Breaking Silos: Adaptive Model Fusion Unlocks Better Time Series Forecasting¶
Conference: ICML 2025
arXiv: 2505.18442
Code: https://github.com/ZhiningLiu1998/TimeFuse
Area: Time Series
Keywords: Time Series Forecasting, Model Fusion, Meta-Learning, Ensemble Methods, Adaptive Weights
TL;DR¶
Proposes TimeFuse—a sample-level adaptive model fusion framework. It characterizes input time series features using meta-features and trains a learnable fuser to predict the optimal model combination weights, achieving near-universal improvements (outperforming the best single model on 95.1% of samples) across multiple forecasting benchmarks.
Background & Motivation¶
Background: Time series forecasting models continue to advance (Transformers, Mamba, MLPs, etc.), competing closely on benchmark datasets.
Limitations of Prior Work: Fine-grained sample-level analysis reveals a neglected fact—no single model is consistently optimal across all samples; even the top-ranked model ranks first on only about 23.2% of test samples; each model has unique areas of strength.
Key Challenge: The single-model paradigm wastes the complementary strengths of different models.
Goal: How to adaptively leverage the unique advantages of different models on different samples?
Key Insight: Characterize the properties of each input time series using meta-features, and train a fuser to predict the optimal model combination weights.

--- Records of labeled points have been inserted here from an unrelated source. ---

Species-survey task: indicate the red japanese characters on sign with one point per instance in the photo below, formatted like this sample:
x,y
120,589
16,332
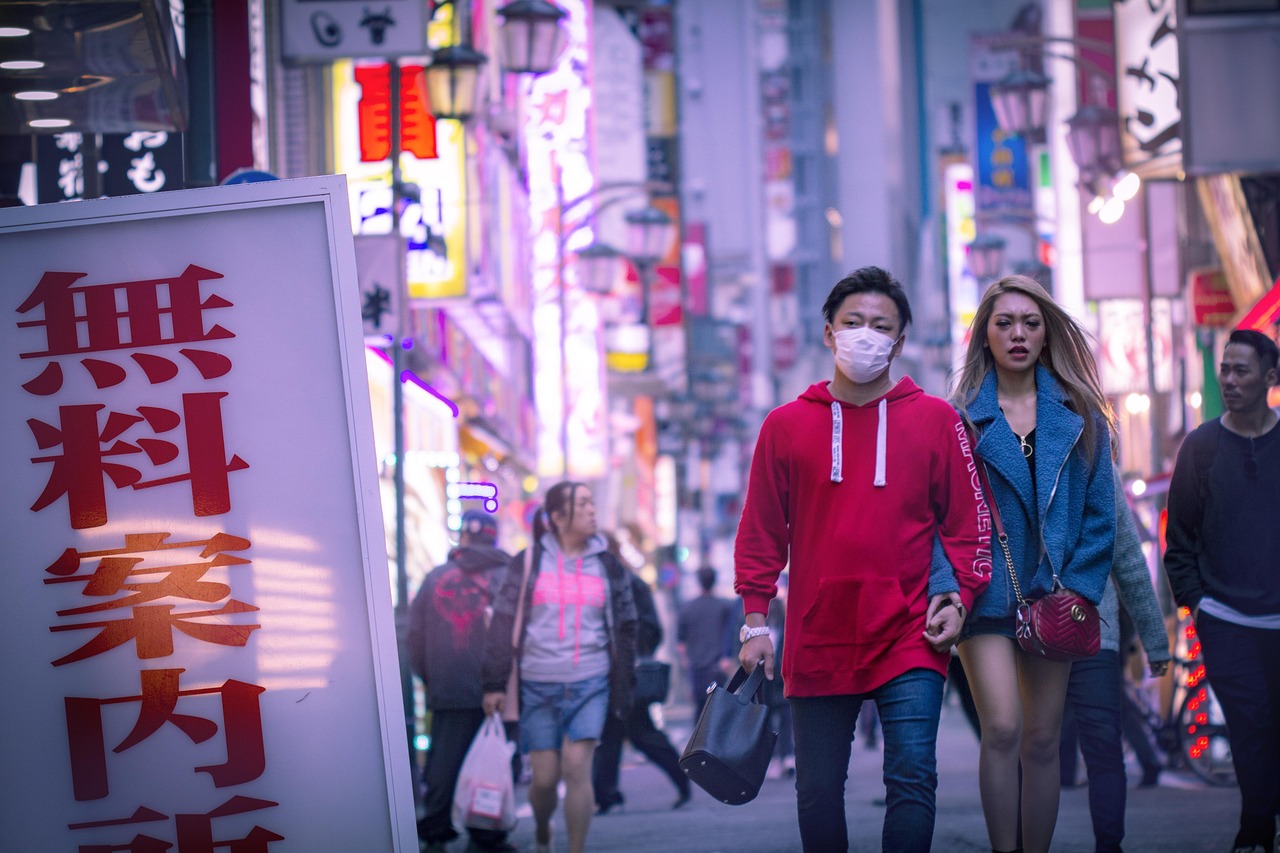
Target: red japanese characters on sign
x,y
80,320
141,593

Core Idea: Shift from "selecting the best single model" to "finding the optimal model combination for each sample".
Method¶
Overall Architecture¶
- Build a model zoo: Independently train \(k\) forecasting models.
- Meta-feature extraction: Compute statistical, temporal, and spectral features for each input.

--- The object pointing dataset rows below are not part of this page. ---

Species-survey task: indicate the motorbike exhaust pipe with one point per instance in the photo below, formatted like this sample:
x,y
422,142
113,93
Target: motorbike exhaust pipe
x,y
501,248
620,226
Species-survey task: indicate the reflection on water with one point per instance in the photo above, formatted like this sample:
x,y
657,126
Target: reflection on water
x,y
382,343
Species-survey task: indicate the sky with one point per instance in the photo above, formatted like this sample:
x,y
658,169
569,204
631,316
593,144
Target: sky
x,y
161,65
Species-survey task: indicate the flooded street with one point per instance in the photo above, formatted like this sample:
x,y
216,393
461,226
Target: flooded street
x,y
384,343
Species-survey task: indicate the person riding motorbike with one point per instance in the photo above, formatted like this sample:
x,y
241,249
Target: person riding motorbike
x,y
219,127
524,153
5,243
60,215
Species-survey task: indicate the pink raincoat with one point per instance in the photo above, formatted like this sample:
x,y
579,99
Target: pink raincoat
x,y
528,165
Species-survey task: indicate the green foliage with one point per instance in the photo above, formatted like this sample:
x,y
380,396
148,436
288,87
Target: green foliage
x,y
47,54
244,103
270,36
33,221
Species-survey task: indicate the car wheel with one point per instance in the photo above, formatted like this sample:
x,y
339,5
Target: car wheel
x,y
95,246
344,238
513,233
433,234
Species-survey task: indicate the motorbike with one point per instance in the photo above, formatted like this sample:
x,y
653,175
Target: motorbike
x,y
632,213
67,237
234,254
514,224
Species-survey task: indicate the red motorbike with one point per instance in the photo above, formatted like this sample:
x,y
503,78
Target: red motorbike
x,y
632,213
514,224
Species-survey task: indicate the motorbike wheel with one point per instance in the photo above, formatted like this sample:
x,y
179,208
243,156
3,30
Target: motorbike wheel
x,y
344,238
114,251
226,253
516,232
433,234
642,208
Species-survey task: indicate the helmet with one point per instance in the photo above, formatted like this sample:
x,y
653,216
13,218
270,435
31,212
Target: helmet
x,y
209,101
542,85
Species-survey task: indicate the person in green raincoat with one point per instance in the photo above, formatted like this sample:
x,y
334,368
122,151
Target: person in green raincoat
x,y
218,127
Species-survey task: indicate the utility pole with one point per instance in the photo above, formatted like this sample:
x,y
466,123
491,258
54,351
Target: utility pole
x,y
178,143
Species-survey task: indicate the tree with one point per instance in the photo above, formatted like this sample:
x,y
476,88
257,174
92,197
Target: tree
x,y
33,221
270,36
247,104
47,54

- Fuser training: Learn the mapping from meta-features to model combination weights.
- Inference: Extract meta-features \(\rightarrow\) predict weights \(\rightarrow\) perform weighted combination of predictions from each model.
Key Designs¶
-
Multi-dimensional Meta-feature Extraction:
- Function: Compute comprehensive feature descriptions for each input time series.
- Mechanism: Three categories of features—statistical features (skewness, kurtosis), temporal features (stationarity, rate of change), and spectral features (dominant frequency, spectral entropy).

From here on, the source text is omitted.